Proving $\phi$ is well-defined Let $H$ and $K$ be normal subgroups of a group $G$, with $H \subseteq K$. Define $\phi: G/H \rightarrow G/K$ by $\phi(Ha)=Ka.$
Prove that $\phi$ is a well-defined function (i.e., if $Ha=Hb$, then $\phi(Ha)= \phi(Hb)$.

Honestly I have never understood well-defined and how to prove it.
 A: First, if $J$ is any subgroup of $G$ note that $Ja=Jb$ if and only if $ab^{-1}\in J$ (Using the definition of right cosets) then:
$Ha=Hb \implies ab^{-1}\in H\subset K$ then $ab^{-1}\in K \implies Ka=Kb$
So we have proved $Ha=Hb$ implies $\phi(Ha)=\phi(Hb)$. Then $\phi$ is a well defined function since for each way to write the same right coset (element in domain of $\phi$) we have only one image (element in codomain of $\phi$).
A: The concept is indeed a bit subtle. Let’s restate the definition of $\phi$, which is supposed to take an $H$-coset and assign to it a $K$-coset. The definition can be read this way: “Given an $H$-coset $S$, $\phi(S)$ is defined to be a $K$-coset as follows. Choose any element $a$ of $S$, and then $\phi(S)$ will be the $K$-coset that contains $a$.”

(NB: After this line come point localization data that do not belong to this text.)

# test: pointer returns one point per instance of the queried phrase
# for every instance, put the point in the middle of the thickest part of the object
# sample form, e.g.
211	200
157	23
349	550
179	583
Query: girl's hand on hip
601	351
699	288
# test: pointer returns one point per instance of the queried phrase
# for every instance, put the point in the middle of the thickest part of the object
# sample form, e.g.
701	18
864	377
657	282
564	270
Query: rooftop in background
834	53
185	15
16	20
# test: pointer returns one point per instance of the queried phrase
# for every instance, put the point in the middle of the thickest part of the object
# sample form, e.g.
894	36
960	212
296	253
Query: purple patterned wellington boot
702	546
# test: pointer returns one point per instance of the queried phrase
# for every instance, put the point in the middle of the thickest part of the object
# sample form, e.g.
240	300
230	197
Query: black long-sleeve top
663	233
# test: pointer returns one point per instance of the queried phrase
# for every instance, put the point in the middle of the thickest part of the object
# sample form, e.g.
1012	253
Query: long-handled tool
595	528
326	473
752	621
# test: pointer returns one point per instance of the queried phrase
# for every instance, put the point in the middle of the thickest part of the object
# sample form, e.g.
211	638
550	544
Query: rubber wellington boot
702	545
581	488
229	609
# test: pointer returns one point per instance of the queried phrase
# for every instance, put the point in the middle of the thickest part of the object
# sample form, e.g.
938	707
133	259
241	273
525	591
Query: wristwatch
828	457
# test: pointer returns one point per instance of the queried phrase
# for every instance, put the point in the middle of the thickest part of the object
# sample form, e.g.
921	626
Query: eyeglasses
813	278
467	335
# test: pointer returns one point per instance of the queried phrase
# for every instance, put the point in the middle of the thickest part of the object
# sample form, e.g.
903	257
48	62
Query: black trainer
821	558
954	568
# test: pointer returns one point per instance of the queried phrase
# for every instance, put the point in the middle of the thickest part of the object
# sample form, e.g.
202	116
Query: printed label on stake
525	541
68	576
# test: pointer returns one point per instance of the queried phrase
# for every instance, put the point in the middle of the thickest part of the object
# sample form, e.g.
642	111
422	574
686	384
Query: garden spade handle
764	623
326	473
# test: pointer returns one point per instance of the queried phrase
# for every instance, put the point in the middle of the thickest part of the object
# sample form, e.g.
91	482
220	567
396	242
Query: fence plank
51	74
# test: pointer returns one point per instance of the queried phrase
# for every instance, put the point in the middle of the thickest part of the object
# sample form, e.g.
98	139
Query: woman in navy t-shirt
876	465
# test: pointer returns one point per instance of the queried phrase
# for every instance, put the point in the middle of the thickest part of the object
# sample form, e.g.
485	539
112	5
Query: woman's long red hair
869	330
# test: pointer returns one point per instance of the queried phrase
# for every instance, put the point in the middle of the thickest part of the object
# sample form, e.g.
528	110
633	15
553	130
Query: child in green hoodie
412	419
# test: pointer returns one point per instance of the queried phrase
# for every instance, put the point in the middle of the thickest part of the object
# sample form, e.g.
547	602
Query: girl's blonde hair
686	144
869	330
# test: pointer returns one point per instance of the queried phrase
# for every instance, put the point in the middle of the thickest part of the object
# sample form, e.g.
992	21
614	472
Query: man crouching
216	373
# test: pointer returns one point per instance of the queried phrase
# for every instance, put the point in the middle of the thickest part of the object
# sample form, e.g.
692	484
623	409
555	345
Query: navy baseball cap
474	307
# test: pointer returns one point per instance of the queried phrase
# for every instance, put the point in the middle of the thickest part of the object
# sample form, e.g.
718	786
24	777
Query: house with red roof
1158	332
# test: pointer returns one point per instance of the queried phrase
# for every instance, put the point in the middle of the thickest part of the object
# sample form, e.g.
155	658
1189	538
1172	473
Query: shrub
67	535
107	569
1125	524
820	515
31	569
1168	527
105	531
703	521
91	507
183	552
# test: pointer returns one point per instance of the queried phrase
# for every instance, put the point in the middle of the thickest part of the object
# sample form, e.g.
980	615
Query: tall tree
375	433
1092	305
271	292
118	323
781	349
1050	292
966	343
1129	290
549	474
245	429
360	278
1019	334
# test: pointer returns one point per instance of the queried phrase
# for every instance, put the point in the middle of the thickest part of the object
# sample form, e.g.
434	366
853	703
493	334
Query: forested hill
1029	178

Now it becomes clear that the resulting $K$-coset apparently depends on your choice of $a$: if you chose a different element of $S$, would you get the same $K$-coset by applying the recipe to that? Showing that which element of $S$ you chose doesn’t affect the final resulting $K$-coset is just what is being asked for.